Но на душе было погано, во рту чувствовался привкус горечи. С каждой минутой становилось невыносимее, потому я решил выйти из комнаты.
Зашёл в детскую. Стало легче. Всё стало, как и было во время школьных лет Николая. Всё так же стоял столик около стены. Всё так же была не заправлена кровать. Я улыбнулся. На столе были разбросаны тетради. Я взял одну из них.
– Фи-зи-ка, – мой собственный голос казался чужим – гулким, скрипучим.
Внутри не было никаких формул, задач, записей. Только на первой и на последней страницах было написано:
«ОНИ НЕНАВИДЯТ. ОНИ ЗАВИДУЮТ»
Кто «они»? И почему?
Взял другую тетрадь. Там уже не было никаких странных надписей, лишь заметки, написанные, судя по всему, Николаем.
«Они не общаются со мной, думают, что я странный. Преподаватели говорят, мне нужно перестать грезить о других мирах. Какие другие миры? Я же просто рассказал, что в теории можно подчинить молнию и уже с ней…»
«Папа, сегодня со мной разговаривал учитель по физике. Он сказал, что я хоть и умный, но моя идея безумна и невыполнима. „Придумай что-нибудь другое, если хочешь впечатлить остальных и подружиться с ними“. Одноклассники подначивают меня, мол, иди, поймай свою молнию. Почему они на меня ополчились?»
Последнюю запись я не помню. Да, точно, Николай не оставлял мне этой записки.
Я отложил тетрадь. В комнате стало душно – нужно проветрить. Когда открыл окно, подул бешеный ветер, снося полки и переворачивая мебель. Меня прижало к стене кроватью.
Очнулся я на улице. Дом исчез, вокруг были только деревья. Вдалеке виднелась водонапорная башня. Воздух был очень тяжёлым, как перед грозой. Хотя на небе ни облачка.
Деваться было некуда, я пошёл к башне. По ходу движения стал замечать, что на некоторых деревьях прибиты пустые листы бумаги. С каждым шагом их становилось всё больше. Тем временем башня не приближалась. Я шёл долго. Не знаю, час или два, но успел порядочно устать. Решил отдохнуть у ближайшего дерева.
Пошёл мелкий дождь. Капли воды упали на бумагу. Но та не стала размокать, наоборот, на ней стали проявляться надписи.
«Личность погибшего в результате несчастного случая пока ещё не установлена из-за многочисленных ожогов. Неизвестна причина, по которой мужчина оказался…»
Далее текст прерывался. Осталось только мутное изображение лежащего силуэта.
Я стал оглядываться в поисках других, возможно проявившихся заметок, но резкий ветер сорвал их с деревьев. Листы бумаги кружились в воздухе в хаотичном танце, с каждым мгновением всё больше напоминая силуэт человека.
Ветер резко прекратился. Бумажки осели наземь, приняв форму сгорбленного человека. Слышались всхлипы.
Судя по всему, плакала фигура. С каждым шагом всхлипы раздавались всё громче. Можно было вычленить отдельные фразы.
«Почему?»
«Прости, что сбежал»
«Не надо было их слушать»
«Зачем полез туда?»
Я подошёл и аккуратно положил руку на плечо фигуре. Та резко посмотрела на меня своими пустыми глазами и прокричала:
– Папа!
Звуковой волной меня унесло к водонапорной башне, прибавившей в размерах. Погода испортилась окончательно – шёл ливень, сверкали молнии.

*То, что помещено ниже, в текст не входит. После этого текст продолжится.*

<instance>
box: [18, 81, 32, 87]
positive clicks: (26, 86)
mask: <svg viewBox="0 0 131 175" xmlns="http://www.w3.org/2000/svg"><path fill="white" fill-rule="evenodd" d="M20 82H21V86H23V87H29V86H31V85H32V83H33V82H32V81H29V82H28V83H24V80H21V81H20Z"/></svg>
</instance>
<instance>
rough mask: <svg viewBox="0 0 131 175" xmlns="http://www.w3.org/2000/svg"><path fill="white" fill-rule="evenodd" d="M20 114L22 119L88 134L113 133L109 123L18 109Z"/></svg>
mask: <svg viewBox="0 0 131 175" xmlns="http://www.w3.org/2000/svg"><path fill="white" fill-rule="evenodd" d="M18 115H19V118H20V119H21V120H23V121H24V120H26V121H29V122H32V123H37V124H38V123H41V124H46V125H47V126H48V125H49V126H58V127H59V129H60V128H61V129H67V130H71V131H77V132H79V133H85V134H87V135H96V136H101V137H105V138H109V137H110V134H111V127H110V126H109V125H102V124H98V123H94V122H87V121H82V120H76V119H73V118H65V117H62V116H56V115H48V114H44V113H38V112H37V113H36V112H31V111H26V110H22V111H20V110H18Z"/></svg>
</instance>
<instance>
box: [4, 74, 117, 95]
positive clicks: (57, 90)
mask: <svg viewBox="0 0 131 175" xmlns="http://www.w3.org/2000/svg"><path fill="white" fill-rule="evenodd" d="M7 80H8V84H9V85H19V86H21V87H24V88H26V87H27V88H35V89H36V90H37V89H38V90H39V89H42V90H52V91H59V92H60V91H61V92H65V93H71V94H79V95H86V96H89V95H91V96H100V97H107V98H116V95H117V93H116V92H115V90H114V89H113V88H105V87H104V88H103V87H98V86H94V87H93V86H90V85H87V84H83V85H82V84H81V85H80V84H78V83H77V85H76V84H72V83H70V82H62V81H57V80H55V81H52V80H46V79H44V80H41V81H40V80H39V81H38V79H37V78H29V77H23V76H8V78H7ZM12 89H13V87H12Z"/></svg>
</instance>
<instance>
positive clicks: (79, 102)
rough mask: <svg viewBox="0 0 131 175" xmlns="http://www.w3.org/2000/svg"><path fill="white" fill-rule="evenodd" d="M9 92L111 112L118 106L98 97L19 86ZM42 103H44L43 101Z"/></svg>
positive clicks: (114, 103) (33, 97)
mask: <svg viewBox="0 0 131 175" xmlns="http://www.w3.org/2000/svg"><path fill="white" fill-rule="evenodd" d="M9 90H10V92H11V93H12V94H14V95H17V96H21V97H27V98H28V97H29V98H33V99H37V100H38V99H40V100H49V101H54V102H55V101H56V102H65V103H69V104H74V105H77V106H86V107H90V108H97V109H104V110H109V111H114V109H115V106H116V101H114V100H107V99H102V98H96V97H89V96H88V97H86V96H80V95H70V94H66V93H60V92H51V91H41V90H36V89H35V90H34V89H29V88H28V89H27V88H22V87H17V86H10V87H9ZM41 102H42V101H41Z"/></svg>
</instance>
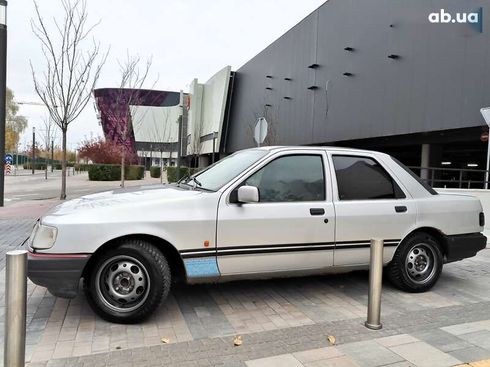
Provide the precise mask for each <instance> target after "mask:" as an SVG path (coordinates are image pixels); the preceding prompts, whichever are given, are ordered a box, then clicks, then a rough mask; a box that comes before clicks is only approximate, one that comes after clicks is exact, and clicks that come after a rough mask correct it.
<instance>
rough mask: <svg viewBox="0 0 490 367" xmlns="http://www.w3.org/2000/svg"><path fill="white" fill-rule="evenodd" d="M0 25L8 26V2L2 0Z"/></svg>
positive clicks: (0, 18) (0, 7) (1, 25)
mask: <svg viewBox="0 0 490 367" xmlns="http://www.w3.org/2000/svg"><path fill="white" fill-rule="evenodd" d="M0 27H7V2H6V1H5V0H0Z"/></svg>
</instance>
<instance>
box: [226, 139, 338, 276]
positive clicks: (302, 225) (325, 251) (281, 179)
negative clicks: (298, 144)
mask: <svg viewBox="0 0 490 367" xmlns="http://www.w3.org/2000/svg"><path fill="white" fill-rule="evenodd" d="M326 158H327V157H326V153H325V152H324V151H323V150H320V149H319V150H300V149H299V150H295V151H287V152H282V153H277V154H274V155H272V156H270V157H268V158H267V159H266V160H265V161H264V162H262V164H261V165H259V167H257V168H256V169H255V170H254V172H253V173H251V174H249V175H247V177H245V178H242V179H241V180H239V181H238V182H237V183H236V184H235V185H233V186H232V187H231V188H229V189H228V191H227V193H225V194H224V195H222V197H221V200H220V203H219V205H218V224H217V256H218V265H219V269H220V273H221V275H224V276H226V275H234V274H251V273H258V274H262V273H269V272H284V271H286V272H289V271H295V270H302V269H317V268H325V267H328V266H331V265H332V264H333V248H334V229H335V213H334V208H333V203H332V186H331V182H330V180H327V179H326V178H327V177H330V174H329V163H328V160H327V159H326ZM241 185H248V186H255V187H257V188H258V189H259V193H260V199H259V202H257V203H247V204H240V203H233V202H230V196H232V197H233V195H234V193H235V192H236V190H238V187H240V186H241ZM232 201H233V200H232Z"/></svg>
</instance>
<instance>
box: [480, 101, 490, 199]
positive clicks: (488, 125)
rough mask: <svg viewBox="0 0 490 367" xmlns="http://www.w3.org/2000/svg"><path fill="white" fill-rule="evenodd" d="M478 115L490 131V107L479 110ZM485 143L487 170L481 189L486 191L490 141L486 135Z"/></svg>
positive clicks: (487, 182)
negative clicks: (487, 126)
mask: <svg viewBox="0 0 490 367" xmlns="http://www.w3.org/2000/svg"><path fill="white" fill-rule="evenodd" d="M480 113H481V114H482V116H483V118H484V119H485V122H486V123H487V125H488V128H489V129H490V107H484V108H481V109H480ZM487 141H488V148H487V168H486V171H485V183H484V185H483V187H484V188H485V190H486V189H488V170H489V168H490V167H489V166H490V139H488V135H487Z"/></svg>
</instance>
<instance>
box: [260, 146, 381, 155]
mask: <svg viewBox="0 0 490 367" xmlns="http://www.w3.org/2000/svg"><path fill="white" fill-rule="evenodd" d="M252 149H261V150H268V151H287V150H294V149H301V150H318V149H322V150H325V151H327V152H335V153H374V154H384V153H381V152H377V151H374V150H365V149H356V148H346V147H335V146H325V145H323V146H301V145H298V146H267V147H259V148H252Z"/></svg>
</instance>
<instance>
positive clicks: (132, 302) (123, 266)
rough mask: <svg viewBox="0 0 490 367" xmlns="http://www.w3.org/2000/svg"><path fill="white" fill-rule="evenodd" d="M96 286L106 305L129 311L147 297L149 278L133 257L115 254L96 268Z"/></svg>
mask: <svg viewBox="0 0 490 367" xmlns="http://www.w3.org/2000/svg"><path fill="white" fill-rule="evenodd" d="M96 288H97V289H96V290H97V294H98V295H99V297H100V299H101V300H102V301H103V302H104V303H105V305H106V306H107V307H109V308H110V309H112V310H114V311H117V312H130V311H133V310H135V309H137V308H138V307H140V306H141V305H142V304H143V303H144V301H145V300H146V298H147V297H148V292H149V289H150V279H149V276H148V272H147V271H146V268H145V267H144V266H143V265H142V264H141V262H139V261H138V260H136V259H135V258H133V257H130V256H115V257H113V258H111V259H109V260H107V261H106V262H104V264H102V266H101V267H100V268H99V269H98V271H97V274H96Z"/></svg>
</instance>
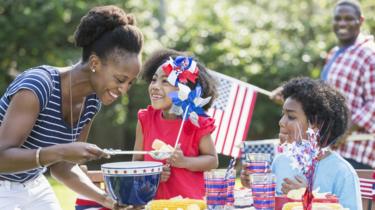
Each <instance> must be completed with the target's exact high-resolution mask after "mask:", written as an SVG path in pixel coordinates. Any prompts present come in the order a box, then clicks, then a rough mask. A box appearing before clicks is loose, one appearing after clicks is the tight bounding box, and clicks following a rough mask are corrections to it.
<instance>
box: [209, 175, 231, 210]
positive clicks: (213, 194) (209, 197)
mask: <svg viewBox="0 0 375 210" xmlns="http://www.w3.org/2000/svg"><path fill="white" fill-rule="evenodd" d="M235 178H236V171H235V170H229V171H227V170H226V169H214V170H211V171H206V172H204V181H205V190H206V202H207V207H208V209H209V210H219V209H224V208H225V206H228V205H229V206H231V205H233V203H234V197H233V190H234V183H235Z"/></svg>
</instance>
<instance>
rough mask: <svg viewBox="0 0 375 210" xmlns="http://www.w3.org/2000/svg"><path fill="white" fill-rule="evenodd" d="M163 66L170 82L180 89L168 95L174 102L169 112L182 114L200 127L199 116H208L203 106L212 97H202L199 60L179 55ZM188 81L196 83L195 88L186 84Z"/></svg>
mask: <svg viewBox="0 0 375 210" xmlns="http://www.w3.org/2000/svg"><path fill="white" fill-rule="evenodd" d="M161 68H162V70H163V71H164V73H165V74H166V75H168V79H167V80H168V82H169V83H170V84H172V85H174V86H176V87H178V89H179V90H178V91H175V92H171V93H170V94H169V95H168V96H169V97H170V98H171V99H172V103H173V106H172V108H171V109H170V111H169V112H170V113H173V114H176V115H182V116H183V120H186V119H189V120H190V121H191V122H192V123H193V124H194V125H195V126H197V127H199V123H198V119H199V116H205V117H207V115H206V113H205V111H204V109H203V106H204V105H206V104H207V103H209V102H210V100H211V97H207V98H202V97H201V95H202V87H201V86H200V84H199V83H198V82H197V81H196V80H197V78H198V73H199V68H198V67H197V62H196V61H194V60H193V58H192V57H185V56H178V57H176V58H175V59H172V58H169V60H168V61H166V62H165V63H164V64H162V66H161ZM188 81H190V82H191V83H193V84H196V85H195V88H194V89H192V90H191V89H190V88H189V87H188V86H187V85H186V83H187V82H188Z"/></svg>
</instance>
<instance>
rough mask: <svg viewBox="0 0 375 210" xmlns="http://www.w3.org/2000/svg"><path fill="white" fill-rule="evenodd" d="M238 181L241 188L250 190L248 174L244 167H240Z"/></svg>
mask: <svg viewBox="0 0 375 210" xmlns="http://www.w3.org/2000/svg"><path fill="white" fill-rule="evenodd" d="M240 179H241V184H242V186H244V187H247V188H250V174H249V172H248V171H247V170H246V165H242V170H241V175H240Z"/></svg>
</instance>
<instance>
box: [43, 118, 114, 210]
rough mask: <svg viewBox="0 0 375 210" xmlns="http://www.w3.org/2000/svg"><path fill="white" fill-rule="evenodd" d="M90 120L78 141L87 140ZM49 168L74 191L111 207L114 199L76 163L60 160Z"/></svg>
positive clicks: (63, 181) (70, 188) (79, 193)
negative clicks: (86, 173)
mask: <svg viewBox="0 0 375 210" xmlns="http://www.w3.org/2000/svg"><path fill="white" fill-rule="evenodd" d="M92 122H93V120H91V121H90V122H89V123H88V124H87V125H86V126H85V127H84V128H83V129H82V131H81V133H80V136H79V139H78V141H81V142H86V141H87V138H88V135H89V131H90V128H91V125H92ZM50 170H51V174H52V176H53V177H54V178H55V179H57V180H59V181H60V182H62V183H63V184H64V185H66V186H67V187H69V188H70V189H72V190H73V191H74V192H76V193H78V194H80V195H84V196H85V197H87V198H90V199H92V200H95V201H97V202H99V203H100V204H102V205H103V206H106V207H109V208H112V207H113V205H114V201H112V200H111V199H110V198H109V197H108V196H107V194H106V193H105V192H104V191H103V190H101V189H100V188H98V187H97V186H96V185H95V184H94V183H93V182H92V181H91V180H90V178H89V177H88V176H87V175H86V173H85V172H83V171H82V169H81V168H80V167H79V166H78V165H77V164H73V163H67V162H61V163H57V164H54V165H52V166H51V167H50Z"/></svg>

Очередная вспышка осветила лестницу, намекая, что я должен лезть вверх.
– Отец! – меня пронзило, будто током. Это был голос Николая. Он раздавался сверху.
Только полный идиот полезет ввысь в грозу. И именно им я и являлся. Дурак.
Я лез и лез. Лестница не кончалась, погода портилась, а крики Николая слышались всё чаще.
Наконец перекладины кончились. Я вылез на огромную площадку, утыканную громоотводами. Около одного из них стоял Николай. Он увидел меня.
– Отец! – жёсткие объятия до хруста рёбер. – Папа! Папа! – слёзы и всхлипы. – Я смог, папа! Я смог! – неопрятный внешний вид, покрасневшие глаза и льющие ручьём слёзы.